The monocrystal-like cathode material formed by aggregation of a plurality of monocrystal particles via the first sintering process and the second sintering process can be formed. In a preferred embodiment, a temperature of the second sintering treatment process ranges from 150° C. to 250° C. and a treatment time is 4-8 hours. The temperature and the treatment time of the second sintering treatment process are defined in the range, which is further favorable to improve the bonding degree of the coating layer and the nickel cobalt manganese lithium aluminate, such that the structural stability of the cathode material is further improved and the service life of the cathode material is prolonged.

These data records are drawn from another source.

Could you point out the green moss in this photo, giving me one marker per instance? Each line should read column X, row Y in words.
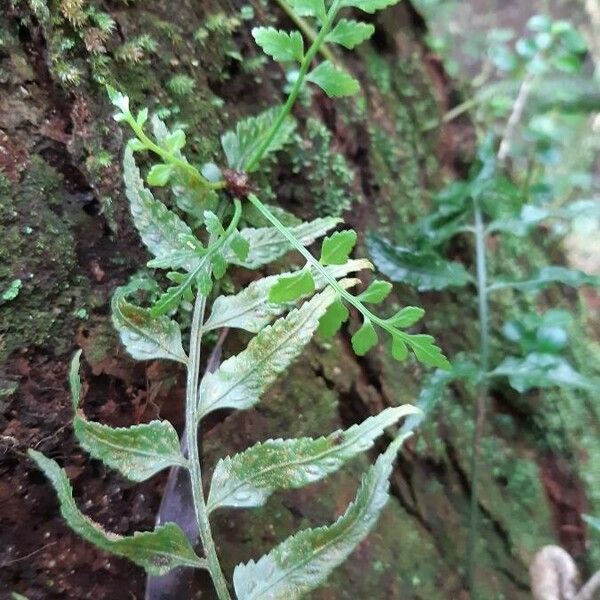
column 329, row 177
column 38, row 247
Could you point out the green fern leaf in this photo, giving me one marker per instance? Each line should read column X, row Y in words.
column 337, row 247
column 305, row 560
column 162, row 231
column 280, row 45
column 369, row 6
column 350, row 33
column 333, row 81
column 249, row 478
column 251, row 310
column 156, row 551
column 242, row 379
column 266, row 244
column 288, row 288
column 333, row 319
column 240, row 145
column 364, row 339
column 137, row 452
column 376, row 293
column 146, row 337
column 309, row 8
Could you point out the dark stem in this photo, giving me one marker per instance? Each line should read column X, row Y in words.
column 482, row 394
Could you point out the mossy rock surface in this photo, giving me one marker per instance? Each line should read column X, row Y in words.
column 63, row 182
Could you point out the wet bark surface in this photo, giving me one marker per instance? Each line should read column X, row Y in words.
column 68, row 237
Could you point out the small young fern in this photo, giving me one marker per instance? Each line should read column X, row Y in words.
column 284, row 312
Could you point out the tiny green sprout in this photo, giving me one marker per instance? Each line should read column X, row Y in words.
column 195, row 245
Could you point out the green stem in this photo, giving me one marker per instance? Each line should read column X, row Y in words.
column 171, row 158
column 191, row 409
column 291, row 100
column 191, row 422
column 306, row 29
column 347, row 296
column 482, row 393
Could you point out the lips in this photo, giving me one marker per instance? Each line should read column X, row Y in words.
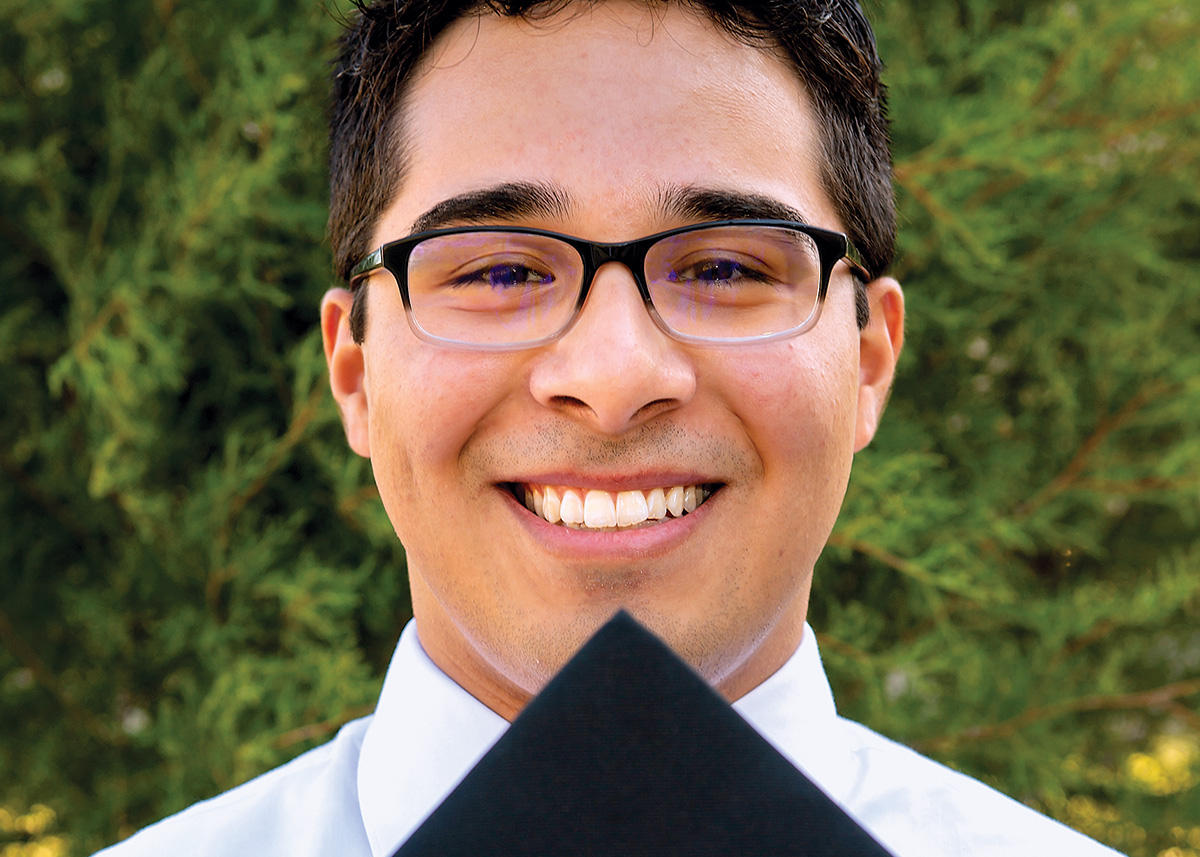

The application further provides a cathode material on the other hand. The cathode material is a monocrystal-like cathode material formed by a plurality of monocrystal particles, a particle size of the monocrystal particles being 100-2000 nm and a particle size D50 of the monocrystal-like cathode material being 2-7.5 μm, the cathode material including cobalt nickel manganese lithium aluminate and a coating layer coated to the cobalt nickel manganese lithium aluminate, the coating layer being lithium manganate and/or lithium nickelate formed by sintering a nickel source material and/or a manganese source material; or the cathode material being prepared by the method.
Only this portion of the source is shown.